At the request of Maurras and others, Sorlot published a complete French translation of Mein Kampf in 1934, without permission from Hitler or Mein Kampf's German publisher. Although in other circumstances the League would have been an enemy of the anti-Semitic Sorlot, it quickly became his major supporter. It wanted France's leaders to understand that the Nazi regime was not just another authoritarian government, like so many others that had come to power in Europe during the 1920s and 1930s: it was something more terrifying. The League's leaders believed that Hitler's diplomatic gestures concealed a sinister agenda directed against Jews and other minorities. Mein Kampf, translated in full, could expose the truth about Hitler's plans for Germany and for Europe. In order to spread the message as widely as possible, the League bought thousands of copies of Sorlot's translation. It sent them to France's politicians, union leaders, ministers, priests, generals and scholars.

The left-wing activists of the League, horrified by Hitler's anti-semitism, made common cause with the notoriously anti-semitic French far-right.The strange partnership took a stranger twist as the Nazi regime tried to stifle Sorlot's translation. Determined to prevent the truth about his dreams of a defeated France and a 'racially pure' Germany from being known, Hitler launched a lawsuit against Sorlot in a French court. He argued that Sorlot—who had not asked permission for his French translation—had violated his rights as an author.

The League, along with much of the French left, was initially thrilled at the opportunity: if Hitler was suing Sorlot, then the Nazi leader could be brought before the court to testify.
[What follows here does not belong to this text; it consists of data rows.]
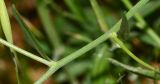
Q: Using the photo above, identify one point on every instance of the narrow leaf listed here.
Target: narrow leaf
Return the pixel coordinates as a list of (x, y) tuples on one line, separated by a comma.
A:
[(139, 70), (29, 36), (124, 28), (6, 28)]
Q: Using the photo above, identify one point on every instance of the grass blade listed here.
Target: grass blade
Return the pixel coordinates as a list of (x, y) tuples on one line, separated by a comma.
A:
[(91, 45), (29, 36), (140, 71), (6, 27)]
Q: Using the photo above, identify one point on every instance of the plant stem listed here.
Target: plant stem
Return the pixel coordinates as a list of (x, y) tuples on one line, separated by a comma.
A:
[(6, 27), (91, 45), (99, 15), (30, 55), (47, 23), (142, 23), (120, 43)]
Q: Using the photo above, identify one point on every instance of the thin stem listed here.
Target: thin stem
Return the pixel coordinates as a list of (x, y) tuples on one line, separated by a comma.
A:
[(142, 23), (30, 55), (120, 43), (48, 25), (6, 27), (89, 46), (99, 15)]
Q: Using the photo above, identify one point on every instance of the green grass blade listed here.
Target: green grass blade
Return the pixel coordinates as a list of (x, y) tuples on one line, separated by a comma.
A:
[(29, 36), (99, 15), (6, 27), (91, 45), (76, 9), (136, 70), (48, 25)]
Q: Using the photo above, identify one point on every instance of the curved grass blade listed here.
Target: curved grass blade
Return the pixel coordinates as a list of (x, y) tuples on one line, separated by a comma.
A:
[(31, 39), (124, 28), (136, 70), (6, 28)]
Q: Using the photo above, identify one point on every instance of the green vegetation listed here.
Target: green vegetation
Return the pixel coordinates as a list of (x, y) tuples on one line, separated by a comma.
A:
[(82, 43)]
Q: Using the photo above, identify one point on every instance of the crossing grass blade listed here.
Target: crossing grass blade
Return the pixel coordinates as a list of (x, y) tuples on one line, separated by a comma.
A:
[(6, 28), (124, 28), (31, 39)]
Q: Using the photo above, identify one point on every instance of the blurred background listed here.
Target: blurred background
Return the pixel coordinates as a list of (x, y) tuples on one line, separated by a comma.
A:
[(72, 25)]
Once in court, facing questioning, Hitler could be forced to expose the true extent of his racist, anti-Semitic and anti-French hatreds. But the court excused Hitler from appearing, and found that his rights had indeed been violated. It ordered Sorlot to halt publication of his French translation. In defiance of the law, the League secretly kept a thousand copies. Over the next few years, it distributed them to key allies in French politics and media, making sure that at least some members of the public knew the danger that lay ahead.

The alliance between the League and Sorlot was short lived. Like Maurras and many other far-right leaders, Sorlot collaborated with the Nazi regime that occupied France from 1940 to 1944, while the League's members went underground to continue the fight against Hitler by other means. But if the League lost the battle in court and saw its former partners turn against it, it had nevertheless found a weak point in the Nazi regime. By threatening to expose his beliefs and his agenda to the world, it had made Hitler afraid. Giving Nazis a platform to speak was a way to fight the rise of Nazism.